41I suoi genitori si recavano ogni anno a Gerusalemme per la festa di Pasqua. 42Quando egli ebbe dodici anni, vi salirono secondo la consuetudine della festa. 43Ma, trascorsi i giorni, mentre riprendevano la via del ritorno, il fanciullo Gesù rimase a Gerusalemme, senza che i genitori se ne accorgessero. 44Credendo che egli fosse nella comitiva, fecero una giornata di viaggio e poi si misero a cercarlo tra i parenti e i conoscenti; 45non avendolo trovato, tornarono in cerca di lui a Gerusalemme. 46Dopo tre giorni lo trovarono nel tempio, seduto in mezzo ai maestri, mentre li ascoltava e li interrogava. 47E tutti quelli che l'udivano erano pieni di stupore per la sua intelligenza e le sue risposte. 48Al vederlo restarono stupiti, e sua madre gli disse: "Figlio, perché ci hai fatto questo? Ecco, tuo padre e io, angosciati, ti cercavamo". 49Ed egli rispose loro: "Perché mi cercavate? Non sapevate che io devo occuparmi delle cose del Padre mio?". 50Ma essi non compresero ciò che aveva detto loro. 51Scese dunque con loro e venne a Nazareth e stava loro sottomesso. Sua madre custodiva tutte queste cose nel suo cuore. 52E Gesù cresceva in sapienza, età e grazia davanti a Dio e agli uomini.

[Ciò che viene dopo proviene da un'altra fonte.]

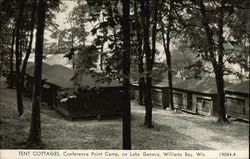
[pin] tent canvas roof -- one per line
(61, 76)
(30, 69)
(164, 82)
(207, 85)
(243, 87)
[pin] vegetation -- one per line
(209, 35)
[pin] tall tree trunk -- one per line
(28, 52)
(166, 43)
(17, 53)
(126, 74)
(149, 61)
(1, 45)
(1, 42)
(35, 128)
(218, 66)
(11, 58)
(139, 51)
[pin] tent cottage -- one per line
(160, 92)
(197, 96)
(88, 95)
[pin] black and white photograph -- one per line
(125, 79)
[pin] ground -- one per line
(172, 130)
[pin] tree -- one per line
(166, 45)
(210, 29)
(18, 56)
(139, 51)
(28, 51)
(126, 75)
(35, 128)
(149, 56)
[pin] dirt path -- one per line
(172, 130)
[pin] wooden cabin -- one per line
(86, 96)
(237, 101)
(29, 78)
(160, 92)
(197, 96)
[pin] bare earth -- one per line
(172, 130)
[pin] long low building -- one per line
(198, 96)
(86, 95)
(237, 101)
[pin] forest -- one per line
(115, 45)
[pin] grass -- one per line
(172, 130)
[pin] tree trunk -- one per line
(35, 128)
(218, 66)
(220, 72)
(27, 55)
(11, 58)
(126, 74)
(149, 61)
(140, 52)
(166, 43)
(17, 53)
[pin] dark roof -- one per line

Il vangelo che ci viene presentato per la festa della Sacra Famiglia, colto nella sua

descrizione letteraria, si presenta un po' caotico. Ma che razza di famiglia è una che perde

un ragazzino di dodici anni ed un figlio che non avvisa i genitori se vuole restare a

Gerusalemme? Quando regnava la banalità o stupidità biblica, per giustificare questo

episodio si ricorreva ad una spiegazione pietosa: le carovane erano due, una di donne e

una di uomini. Gesù, che non aveva ancora fatto il rito del bar mitzvàh, perché non aveva

compiuto i tredici anni; poteva quindi essere in una o nell'altra carovana ed è per questo

che la madre lo pensava dal padre e viceversa. La tensione che si crea è grande.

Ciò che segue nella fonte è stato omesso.